Konser başladığında içimden şöyle diyordum: 'Geçen seferki konseri yazamadım. İçimde ukde kaldı; ama bu sefer yazacağım!'

            Beynimin diğer tarafından da aksi bir düşünce benliğimi esir alıyor ve adeta cesaretimi kırıyor. 'Tamam da en zayıf olduğun alan musıki. Ne bulup da ne yazacaksın? Gel en iyisi vazgeç bu sevdadan!'

            Böylece iki gün düşünüyorum ve yazma duygum galip geliyor ve işte yazıyorum. Bakalım becerebilecek miyim? Zira şimdiye kadar sadece tek bir yazım var musıki konusunda. Onu da yıllar önce yazmışım bir bestekarın  ölümünün ardından...

            Yalova Musıki Derneği'nin değerli başkanı ve koro şefi Faruk Ömer Oskan'ın iki konserdir eşimle birlikte davetlisiyiz. O kadar işinin içinde zaman ayırıp nezaket gösteriyor ve bizi davet ediyor. Teşekkürler... Nazik, centilmen ve bir o kadar da alçakgönüllü Faruk bey kısıtlı imkanlara rağmen didinerek bu konserleri düzenlemekte... Bir insanın başarılı olabilmesi için kendisini o işe adaması gerekir. Her konserde şeflik yaparken dikkat ediyorum ve görüyorum ki kendisini bir duygu seline kaptırıyor. Adeta dalıp gidiyor.

            Konserden birkaç gün önce de nazik davetini almıştım ve dernekteki makam odasında birkaç dostla birlikte bir süre sohbet etmiştik. Orada da şunu söylemiştim: 'Müzik bu toplumun en önemli harçlarından biri. Bizim ortak paydamız. Beraber güleriz, beraber ağlarız onunla. Bu ülkenin kültürüne musıki yoluyla hizmet eden sizleri ben vatansever olarak görüyorum. Öyle sloganlarla olmuyor. İcraat gerek!' Hatta bir de örnek vermiştim. Sazı üniversite gençliğine sevdiren bir büyük ustayı da orada minnetle anmıştım.

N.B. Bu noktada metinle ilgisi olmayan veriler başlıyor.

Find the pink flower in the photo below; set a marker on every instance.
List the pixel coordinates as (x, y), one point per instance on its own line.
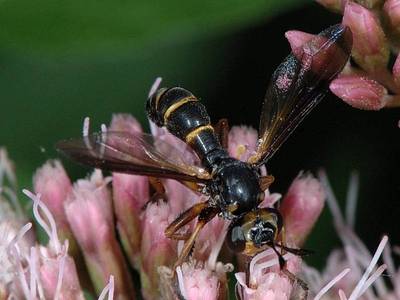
(302, 206)
(266, 281)
(360, 92)
(334, 5)
(196, 281)
(391, 11)
(90, 215)
(298, 38)
(130, 194)
(52, 183)
(156, 249)
(370, 47)
(396, 70)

            Coşkulu konserin birinci bölümünde Yalova Musıki Derneği'nin değerli koro sanatçıları birbirinden güzel ve duygu yüklü eserler icra ettiler. Hele de büyük usta Teoman Alpay'ın o çok sevdiğim şarkısı seslendirilirken adeta bulutların üstünde uçuyor gibiydim. 'Saçın yüzüme değse tenini kıskanırım!' O sırad eşimle beraber eşlik ediyorduk, ama bende ses yok ki!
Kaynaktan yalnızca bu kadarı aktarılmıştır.